Aujourd’hui très ouvert sur le monde, tout en étant traditionaliste dans sa propre société, soutien de certains mouvements djihadistes mais organisateur de la Coupe Mondiale de football de 2022, le Qatar fascine et attire par une politique étrangère issue de fondamentaux géographiques.

 

Doha accueille la moitié de la population du pays, mais c’est le pays où les femmes sont les moins présentes au monde (trois hommes pour une femme). Les citoyens qataris représentent seulement 12% de la population, et 63 nationalités (50% provenant du sous-continent indien) se mêlent sur ce petit bout de terre. Toute cette population s’est déversée depuis le milieu du 20ème siècle suite à la découverte de gisements de pétrole et sa production à grande échelle sous le protectorat britannique.

 

Comme beaucoup de monarchies du Golfe, le pouvoir est détenu par une seule famille et depuis plus de 150 ans, il s’agit de la famille Al-Thani. Le pays doit à cette tribu en provenance de Gebrin, une oasis située dans le sud du Najd (actuelle Arabie Saoudite), l’indépendance du Qatar vis-à-vis du protectorat et des autres émirats qui étaient dans son giron. En effet, en 1971, le protectorat des neuf émirats du Golfe est abandonné par l’empire britannique, et ces derniers tentent de s’unir pour former les Emirats Arabes Unis. Mais le Qatar, tout comme le Bahreïn, renoncent à entrer dans la fédération.

 

En 1974, le Qatar indépendant prend le contrôle total des sociétés pétrolières étrangères implantées sur son territoire, ce qui forme le premier élément de la puissance du pays. Les réserves pétrolières sont aujourd’hui pratiquement épuisées et la production est rationalisée. Mais le pays détient aussi 13,3% des réserves mondiales de gaz conventionnel, ainsi que le plus grand gisement au monde, le North Field, qui représente 5% de la production mondiale.
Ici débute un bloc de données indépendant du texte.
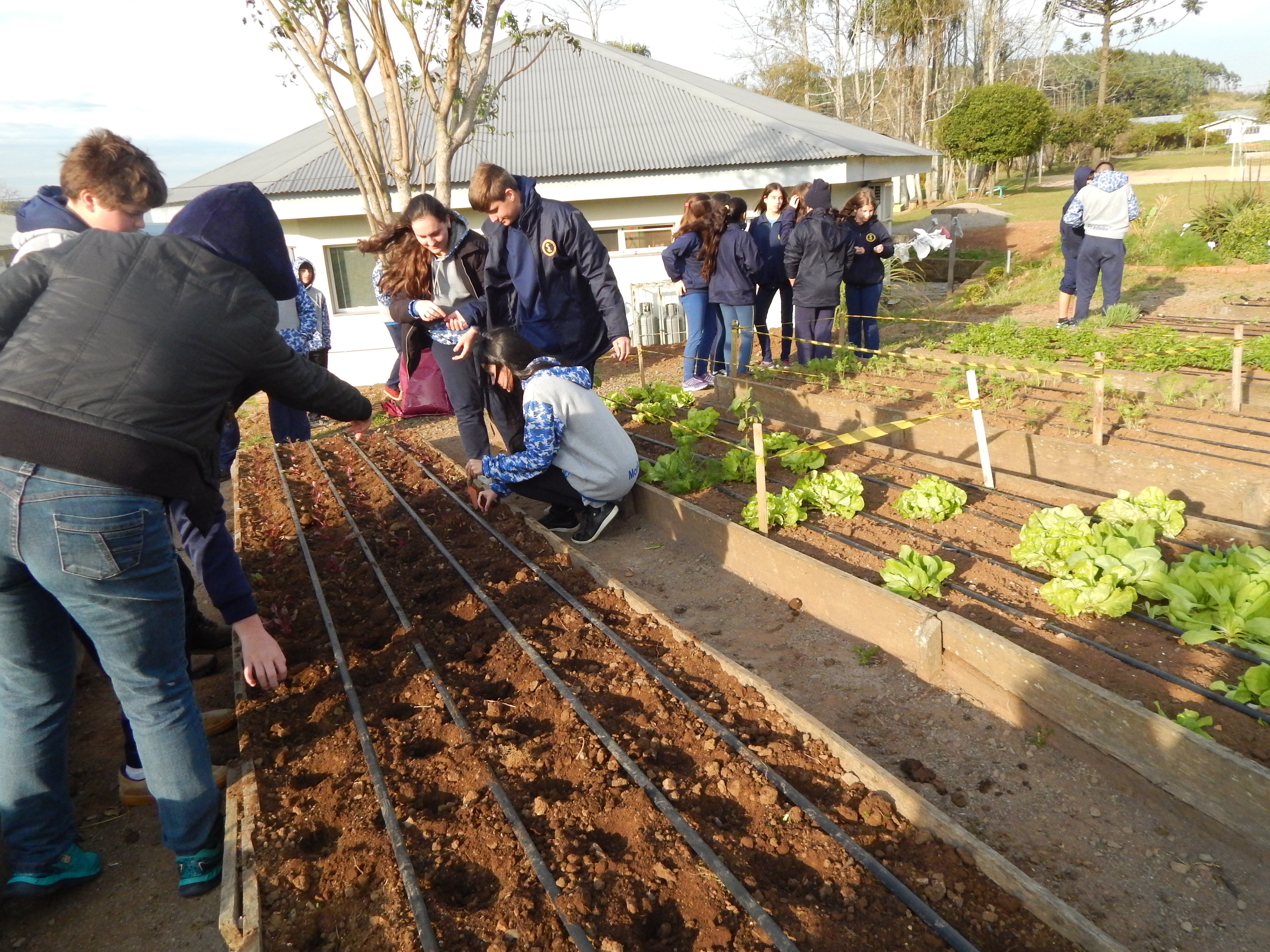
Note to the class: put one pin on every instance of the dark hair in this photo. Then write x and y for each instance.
(119, 174)
(768, 190)
(504, 347)
(407, 263)
(860, 200)
(489, 185)
(799, 192)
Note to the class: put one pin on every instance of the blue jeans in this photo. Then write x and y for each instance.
(1099, 256)
(764, 303)
(703, 320)
(74, 548)
(863, 332)
(287, 424)
(745, 317)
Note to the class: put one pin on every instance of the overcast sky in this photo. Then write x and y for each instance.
(197, 88)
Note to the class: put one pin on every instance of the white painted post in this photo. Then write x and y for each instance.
(1237, 371)
(761, 477)
(972, 386)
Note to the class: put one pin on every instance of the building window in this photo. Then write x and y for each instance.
(351, 277)
(647, 238)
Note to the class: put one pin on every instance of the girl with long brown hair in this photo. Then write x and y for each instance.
(431, 277)
(770, 229)
(696, 239)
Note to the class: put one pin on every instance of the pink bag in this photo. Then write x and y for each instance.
(423, 393)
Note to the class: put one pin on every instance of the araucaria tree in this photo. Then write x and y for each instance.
(995, 124)
(1122, 22)
(432, 80)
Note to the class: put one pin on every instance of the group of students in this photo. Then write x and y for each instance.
(124, 357)
(798, 248)
(1091, 235)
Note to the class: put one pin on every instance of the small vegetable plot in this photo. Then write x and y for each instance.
(606, 803)
(1113, 594)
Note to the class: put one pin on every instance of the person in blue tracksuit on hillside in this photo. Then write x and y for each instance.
(577, 456)
(870, 244)
(770, 228)
(699, 228)
(732, 271)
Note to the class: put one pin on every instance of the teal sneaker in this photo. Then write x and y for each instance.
(200, 872)
(70, 869)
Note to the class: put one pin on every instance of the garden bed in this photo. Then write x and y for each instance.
(328, 878)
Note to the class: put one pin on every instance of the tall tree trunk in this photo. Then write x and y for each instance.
(1104, 60)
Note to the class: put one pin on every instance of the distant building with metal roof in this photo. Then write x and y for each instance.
(621, 136)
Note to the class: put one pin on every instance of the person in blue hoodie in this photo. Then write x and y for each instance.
(770, 228)
(1071, 237)
(870, 244)
(577, 456)
(700, 225)
(91, 460)
(548, 272)
(732, 270)
(1104, 209)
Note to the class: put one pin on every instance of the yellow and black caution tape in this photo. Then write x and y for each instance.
(883, 429)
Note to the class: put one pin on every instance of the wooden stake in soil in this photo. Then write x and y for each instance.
(972, 386)
(761, 477)
(1237, 371)
(1099, 399)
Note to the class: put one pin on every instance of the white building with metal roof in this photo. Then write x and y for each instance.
(620, 136)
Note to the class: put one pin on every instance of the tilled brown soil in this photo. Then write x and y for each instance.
(329, 879)
(1159, 648)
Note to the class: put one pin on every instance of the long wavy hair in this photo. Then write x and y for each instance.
(407, 263)
(719, 219)
(761, 207)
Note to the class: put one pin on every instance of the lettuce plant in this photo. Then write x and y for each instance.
(1152, 504)
(836, 492)
(933, 499)
(914, 574)
(785, 510)
(1253, 687)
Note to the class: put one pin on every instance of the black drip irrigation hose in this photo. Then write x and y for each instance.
(1050, 626)
(531, 852)
(691, 837)
(928, 916)
(392, 826)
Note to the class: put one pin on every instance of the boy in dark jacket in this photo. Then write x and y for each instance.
(816, 258)
(548, 272)
(869, 244)
(88, 461)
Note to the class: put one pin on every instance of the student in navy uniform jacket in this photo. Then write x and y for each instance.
(770, 228)
(732, 271)
(699, 226)
(869, 243)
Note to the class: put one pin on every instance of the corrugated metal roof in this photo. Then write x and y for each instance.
(599, 111)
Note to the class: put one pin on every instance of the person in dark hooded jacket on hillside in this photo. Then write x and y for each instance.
(89, 456)
(816, 259)
(1070, 240)
(547, 272)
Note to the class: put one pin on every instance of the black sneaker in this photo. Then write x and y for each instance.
(595, 520)
(561, 518)
(205, 635)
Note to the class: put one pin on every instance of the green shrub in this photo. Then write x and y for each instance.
(1248, 235)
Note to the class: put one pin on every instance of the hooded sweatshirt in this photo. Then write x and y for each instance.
(568, 426)
(45, 221)
(1104, 207)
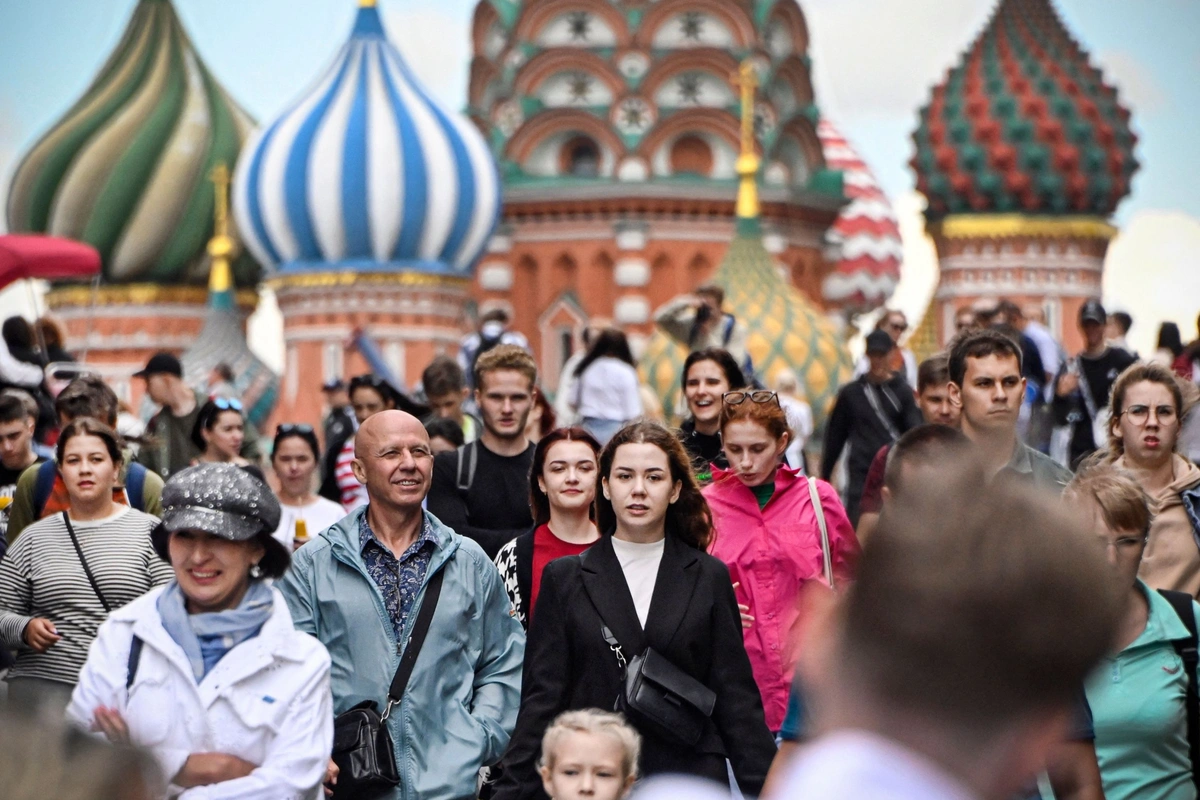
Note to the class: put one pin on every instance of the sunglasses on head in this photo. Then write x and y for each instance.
(757, 396)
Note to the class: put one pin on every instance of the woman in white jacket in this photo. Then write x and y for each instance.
(208, 673)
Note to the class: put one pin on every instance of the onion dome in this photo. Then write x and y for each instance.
(221, 340)
(784, 330)
(125, 170)
(1024, 124)
(367, 172)
(865, 236)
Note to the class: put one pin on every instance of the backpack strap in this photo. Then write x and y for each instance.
(131, 669)
(466, 459)
(46, 474)
(135, 486)
(1187, 649)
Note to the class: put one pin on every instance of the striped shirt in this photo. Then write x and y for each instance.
(42, 576)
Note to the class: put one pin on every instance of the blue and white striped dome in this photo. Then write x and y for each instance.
(367, 172)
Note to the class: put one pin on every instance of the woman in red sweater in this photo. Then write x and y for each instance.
(562, 494)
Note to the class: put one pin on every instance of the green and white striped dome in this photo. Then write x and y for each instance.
(127, 168)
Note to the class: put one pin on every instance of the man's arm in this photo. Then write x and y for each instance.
(835, 434)
(497, 690)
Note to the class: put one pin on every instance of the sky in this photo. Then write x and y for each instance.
(874, 64)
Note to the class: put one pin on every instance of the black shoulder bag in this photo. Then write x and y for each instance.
(87, 570)
(363, 746)
(1181, 602)
(659, 695)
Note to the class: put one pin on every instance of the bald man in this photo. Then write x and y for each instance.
(359, 588)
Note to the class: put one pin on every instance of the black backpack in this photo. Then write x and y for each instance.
(1182, 602)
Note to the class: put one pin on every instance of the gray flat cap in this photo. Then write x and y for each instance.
(220, 499)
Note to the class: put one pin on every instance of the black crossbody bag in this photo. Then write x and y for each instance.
(363, 746)
(659, 695)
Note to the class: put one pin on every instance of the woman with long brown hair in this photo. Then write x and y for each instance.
(562, 494)
(646, 589)
(1144, 433)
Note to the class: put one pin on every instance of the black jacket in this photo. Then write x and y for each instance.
(693, 621)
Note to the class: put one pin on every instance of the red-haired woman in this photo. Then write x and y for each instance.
(769, 534)
(562, 491)
(647, 589)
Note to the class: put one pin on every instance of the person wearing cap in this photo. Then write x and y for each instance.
(208, 674)
(359, 587)
(1083, 385)
(171, 447)
(69, 571)
(873, 410)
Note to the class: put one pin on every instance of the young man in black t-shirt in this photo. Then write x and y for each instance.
(1083, 385)
(18, 416)
(481, 489)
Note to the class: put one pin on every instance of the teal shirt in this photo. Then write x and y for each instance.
(1138, 708)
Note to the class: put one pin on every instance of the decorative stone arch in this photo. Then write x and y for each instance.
(483, 72)
(561, 331)
(790, 16)
(732, 14)
(551, 62)
(796, 73)
(691, 121)
(534, 17)
(563, 120)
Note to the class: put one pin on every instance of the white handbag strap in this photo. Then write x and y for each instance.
(825, 530)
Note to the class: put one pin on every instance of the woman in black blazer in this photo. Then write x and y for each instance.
(651, 565)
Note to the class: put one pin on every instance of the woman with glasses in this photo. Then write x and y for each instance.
(1139, 693)
(294, 458)
(220, 432)
(768, 521)
(1147, 410)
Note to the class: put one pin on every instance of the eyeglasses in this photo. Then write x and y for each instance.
(1140, 414)
(757, 396)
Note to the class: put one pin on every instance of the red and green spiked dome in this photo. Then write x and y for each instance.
(1024, 125)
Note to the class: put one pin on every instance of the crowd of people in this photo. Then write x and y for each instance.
(982, 585)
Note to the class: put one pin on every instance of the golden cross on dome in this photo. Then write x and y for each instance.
(221, 245)
(748, 161)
Au vu de la situation géographique et géopolitique de la région, les qataris ont axé leur production sur le gaz naturel liquéfié (GNL) avec le site de Raslaffan qui s’étend sur 300 km² et fournit 1/3 du commerce mondial.

 

 

 Le North Field, le plus grand gisement de gaz au monde

 

En 1995, l’émir Hamad bin Khalifa Al Thani prend les commandes du pays en renversant son père qui  était en vacances en Suisse. Le nouvel émir met en œuvre certaines réformes sociales (droit des femmes) et politiques, donnant l’image, ou du moins l’illusion, d’être plus libéral que son père. Une nouvelle constitution est mise en place et la CNN arabe Al-Jazira est créée, ce qui propulse le pays dans la sphère mondiale des médias. En 2013, son fils Tamim, 36 ans, est désigné comme successeur, et devient le plus jeune dirigeant du Golfe : le Qatar entame son sprint dans son ascension mondiale.

 

 Doha, entre modernité et pêche

 

Une micro-monarchiedotée d'une macro-puissance financière

 

Le Qatar aujourd’hui est l’architecte d’une politique de haute visibilité stratégique pour combler une certaine vulnérabilité.

 

Ce pays aime brouiller son image et ménager les susceptibilités : il excelle dans la conciliation des extrêmes pour mieux les réconcilier par la suite. En effet, si le pays a refusé d’adhérer à la fédération des Emirats Arabes Unis, il a été le pionnier dans la création du Conseil de coopération du Golfe en 1981. En outre, le Qatar fut proche d’Israël, tout en finançant le Hamas, jusqu’à l’intervention « Plomb Durci » à Gaza en décembre 2008. Il fréquente aussi l’Iran, mais devient principal allié de Washington dans la région en accueillant sur son territoire le quartier général avancé de l’United States Central Command (CENTCOM) en 1991 pour les opérations américaines au Moyen-Orient et en Asie centrale. Il intervient aussi en Afrique avec le Polisario en 2004 pour libérer 100 prisonniers marocains et participe à la tentative de médiation au Darfour en 2006.

 

Investir. Partout, toujours, et de manière à ce que le monde entier sache. Al-Jazira est le porte-parole de la « marque Qatar » et participe à la stratégie marketing agressive mise en place par le pays. En 2003, le Qatar crée la Qatar Investment Authority, afin de recycler les revenus du pétrole et du gaz dans des investissements massifs – Barclays Bank, Crédit Suisse, Harrods, Porsche, le très médiatique PSG, une grande partie de l’immobilier londonien (the Shard par exemple), tout y passe.

 

La péninsule qatarie aime diversifier ses vecteurs d’influence, consciente que ses revenus d’hydrocarbures (60% des revenus de l’Etat) s’épuiseront. Le pays a par conséquent mis en place le programme Vision 2030 pour renforcer la spécialisation tertiaire de son économie : hub de transport aérien porté par la Qatar Ariways, un centre financier régional qui inspire confiance par la stabilité du pays et son important capital, une Cité de l’éducation pour attirer les universités américaines ou encore HEC, un pôle de recherche technologique pour mastodontes de l’économie (Total, Exxon, Apple).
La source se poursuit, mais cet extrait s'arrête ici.